The lipopolysaccharide (LPS) of the Gram-negative legume symbiont Rhizobium leguminosarum biovar viciae 3,841 contains several unique modifications, including the addition of a 27-hydroxyoctacosanoic acid (27OHC28 : 0), also termed the very long chain fatty acid (VLCFA), attached at the 2' position of lipid A. A transposon mutant that lacks expression of two putative 3-oxo-acyl [acyl-carrier protein] synthase II genes, fabF1 and fabF2, from the VLCFA biosynthetic cluster, was isolated and characterized. MS indicated that the lipid A of the mutant lacked the VLCFA modification, and sodium deoxycholate (DOC)-PAGE of the LPS indicated further structural alterations. The mutant was characteristically sensitive to several stresses that would be experienced in the soil environment, such as desiccation and osmotic stresses. An increase in the excretion of neutral surface polysaccharides was observed in the mutant. This mutant was also altered in its attachment to solid surfaces, and was non-motile, with most of the mutant cells lacking flagella. Despite the pleiotropic effects of the mutation, these mutants were still able to nodulate legumes and fix atmospheric nitrogen. This report emphasizes that a structurally intact VLCFA-containing lipid A is critical to cellular traits that are important for survival in the rhizosphere.

Mutagenesis of the carboxy terminal protease CtpA decreases desiccation tolerance in Rhizobium leguminosarum.

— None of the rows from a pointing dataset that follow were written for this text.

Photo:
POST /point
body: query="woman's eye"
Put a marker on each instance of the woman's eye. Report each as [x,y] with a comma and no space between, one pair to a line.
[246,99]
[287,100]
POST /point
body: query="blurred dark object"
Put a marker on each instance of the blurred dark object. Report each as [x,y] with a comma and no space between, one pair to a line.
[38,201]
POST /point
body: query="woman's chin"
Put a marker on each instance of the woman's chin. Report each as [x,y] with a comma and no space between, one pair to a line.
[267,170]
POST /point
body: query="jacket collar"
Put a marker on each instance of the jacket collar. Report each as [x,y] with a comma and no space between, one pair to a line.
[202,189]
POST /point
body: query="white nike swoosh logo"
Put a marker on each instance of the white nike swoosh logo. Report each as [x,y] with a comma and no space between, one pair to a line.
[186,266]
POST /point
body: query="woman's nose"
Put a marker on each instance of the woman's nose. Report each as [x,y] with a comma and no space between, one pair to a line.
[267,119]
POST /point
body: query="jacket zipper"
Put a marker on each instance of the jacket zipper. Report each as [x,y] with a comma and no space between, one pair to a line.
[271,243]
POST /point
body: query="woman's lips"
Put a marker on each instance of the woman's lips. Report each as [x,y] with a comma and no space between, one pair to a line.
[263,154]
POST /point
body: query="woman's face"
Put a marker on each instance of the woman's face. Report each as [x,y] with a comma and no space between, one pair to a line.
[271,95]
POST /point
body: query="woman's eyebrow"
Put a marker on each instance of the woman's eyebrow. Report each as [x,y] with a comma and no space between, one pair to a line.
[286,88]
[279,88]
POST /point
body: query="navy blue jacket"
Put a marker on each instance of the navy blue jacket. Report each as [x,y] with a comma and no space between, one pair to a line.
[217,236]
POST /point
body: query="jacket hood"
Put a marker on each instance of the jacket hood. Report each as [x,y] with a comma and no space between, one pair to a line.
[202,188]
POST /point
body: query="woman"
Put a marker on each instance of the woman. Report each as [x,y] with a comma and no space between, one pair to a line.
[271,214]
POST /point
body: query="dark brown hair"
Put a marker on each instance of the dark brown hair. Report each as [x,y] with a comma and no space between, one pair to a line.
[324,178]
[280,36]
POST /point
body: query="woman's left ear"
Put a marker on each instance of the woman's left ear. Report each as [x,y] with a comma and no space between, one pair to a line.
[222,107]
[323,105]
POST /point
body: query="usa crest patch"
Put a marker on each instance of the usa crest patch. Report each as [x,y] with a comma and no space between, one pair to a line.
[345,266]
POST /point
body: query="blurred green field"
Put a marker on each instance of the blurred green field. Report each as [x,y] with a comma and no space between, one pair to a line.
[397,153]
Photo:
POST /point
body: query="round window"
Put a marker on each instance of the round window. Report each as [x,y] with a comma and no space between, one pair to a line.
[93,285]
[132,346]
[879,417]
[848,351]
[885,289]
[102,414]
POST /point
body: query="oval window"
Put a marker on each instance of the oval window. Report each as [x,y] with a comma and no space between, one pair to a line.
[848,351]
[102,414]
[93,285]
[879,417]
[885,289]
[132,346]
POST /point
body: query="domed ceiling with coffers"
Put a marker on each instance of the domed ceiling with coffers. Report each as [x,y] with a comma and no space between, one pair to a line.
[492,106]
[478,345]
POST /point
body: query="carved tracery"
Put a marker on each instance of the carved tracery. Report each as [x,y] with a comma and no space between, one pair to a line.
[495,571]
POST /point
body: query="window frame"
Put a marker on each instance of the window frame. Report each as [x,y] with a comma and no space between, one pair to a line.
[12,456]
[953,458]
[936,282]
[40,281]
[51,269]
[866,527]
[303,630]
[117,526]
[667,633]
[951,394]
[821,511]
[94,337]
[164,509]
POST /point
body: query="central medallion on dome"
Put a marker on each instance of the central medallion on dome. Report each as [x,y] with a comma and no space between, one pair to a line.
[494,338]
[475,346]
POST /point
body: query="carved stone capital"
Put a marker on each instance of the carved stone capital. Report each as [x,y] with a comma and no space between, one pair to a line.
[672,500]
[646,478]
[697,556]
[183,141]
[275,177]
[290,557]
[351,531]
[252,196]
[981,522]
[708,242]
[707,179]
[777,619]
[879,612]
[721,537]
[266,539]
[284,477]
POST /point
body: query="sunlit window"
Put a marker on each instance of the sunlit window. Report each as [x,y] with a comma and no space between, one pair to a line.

To better understand the role of proteases in Rhizobium leguminosarum biovar viciae, a gene with homology to the carboxy-terminal protease (CtpA), which belongs to a novel group of serine proteases, was studied. The ctpA gene was cloned and mutated using allelic exchange and a gusA reporter gene was used to study ctpA expression. Mutational analysis shows that ctpA is critical for the viability of R. leguminosarum when cells are grown on complex semi-solid media but is dispensable when cells are grown in complex liquid media and that this is likely due to an increase in susceptibility to desiccation on semi-solid media. The ctpA mutant also displayed an increased sensitivity to detergents, indicating an alteration in the permeability of the cell envelope. This is the first characterization of a ctpA gene within the Rhizobiaceae and the first report of a ctpA mutant that exhibits an increased sensitivity to desiccation.